AXA Rosenberg said it agreed to pay $217 million to cover investor losses as well as a $25 million civil penalty, in a settlement with the Securities and Exchange Commission regarding a coding error with its risk model, the California investment management firm said Thursday.

The SEC charged three of the firm’s entities--AXA Rosenberg Group LLC (ARG), AXA Rosenberg Investment Management LLC (ARIM), and Barr Rosenberg Research Center LLC(BRRC)--with securities fraud for concealing a significant error in the computer code of the quantitative investment model that they use to manage client assets, the agency announced in a statement.

AXA Rosenberg revealed the error in April 2010.

“Quant managers must be fully forthcoming about the risks of their model-driven strategies, especially when errors occur and the models don't work as predicted,” Bruce Karpati, co-chief of the Asset Management Unit in the SEC's Division of Enforcement, said.

'Material Error'

The SEC said senior management at BRRC and ARG in June 2009 learned of a "material error" in the model's code that disabled a "key component" for managing risk. Instead of disclosing and fixing the error immediately, a senior ARG and BRRC official directed others to keep quiet about the error and declined to fix the error at that time, the SEC said.

The SEC found that the error, which was introduced into the model in April 2007, was eventually fixed for all portfolios. However, "knowledge of the error was kept from ARG's Global CEO until November 2009,'' the SEC said.

AXA Rosenberg announced in July 2010 that chairman Barr Rosenberg resigned following an investigation into errors in the company's data systems.

Additionally, Cornerstone Research has completed a review of the coding error’s impact, the results of which have been incorporated into the SEC settlement, a Feb. 3 statement said.

The aggregate compensation amount is roughly $217 million.
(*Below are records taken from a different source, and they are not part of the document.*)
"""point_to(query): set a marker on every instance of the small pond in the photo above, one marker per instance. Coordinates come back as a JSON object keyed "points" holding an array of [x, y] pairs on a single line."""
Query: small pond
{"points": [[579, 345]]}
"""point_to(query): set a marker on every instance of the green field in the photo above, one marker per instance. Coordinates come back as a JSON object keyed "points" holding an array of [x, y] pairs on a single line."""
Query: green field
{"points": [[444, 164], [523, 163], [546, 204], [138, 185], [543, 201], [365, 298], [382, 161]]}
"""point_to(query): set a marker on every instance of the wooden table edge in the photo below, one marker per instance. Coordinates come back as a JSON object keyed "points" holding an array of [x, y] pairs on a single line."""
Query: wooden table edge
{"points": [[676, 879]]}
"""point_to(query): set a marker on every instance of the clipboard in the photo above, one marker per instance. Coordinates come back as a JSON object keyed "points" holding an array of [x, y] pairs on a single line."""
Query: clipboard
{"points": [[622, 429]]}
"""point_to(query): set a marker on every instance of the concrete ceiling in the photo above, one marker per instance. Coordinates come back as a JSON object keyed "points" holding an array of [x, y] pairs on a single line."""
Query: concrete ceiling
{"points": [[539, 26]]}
AXA has also “agreed to pay a civil penalty of $25 million, and to certain other terms related to ongoing internal oversight, recordkeeping, periodic policy reviews and the retention of an independent compliance consultant,” the statement noted.

“We deeply regret that the coding error adversely impacted many of our clients,” Dominque Carrel-Billiard, chairman of the board, said. “The exhaustive review that we undertook of this matter reflects our commitment to regaining our client’s confidence and restoring trust.”

Client Fallout

The discovery of AXA Rosenberg’s coding error prompted several of its institutional clients to part ways with the firm.

In May 2010, the School Employees’ Retirement System of Ohio (SERS) removed the manager from a roughly $25 million small-cap mandate.

Similarly, the Los Angeles Fire and Police Pensions (LAFPP), the City of Fresno Retirement System, the Florida State Board of Administration and the Montana Board of Investmentsall terminated the manager for the error.

The firm has since taken several actions to “reinforce and further enhance its investment process,” it said in the Feb. 3 statement.

Among the changes are several new senior hires and the appointment of Jeremy Baskin as Global CEO at the global equity firm.

“Today marks the beginning of a new era for AXA Rosenberg,” Baskin said. “Having made many changes to our organizational and ownership structure, our management team and how we do business, we look forward to the opportunity to again demonstrate our unique value in helping our clients meet their investment goals in the future.”

AXA Rosenberg is an investment management firm specializing in equities, based in Orinda, Calif. As of December 2010, the firm had $31 billion under management.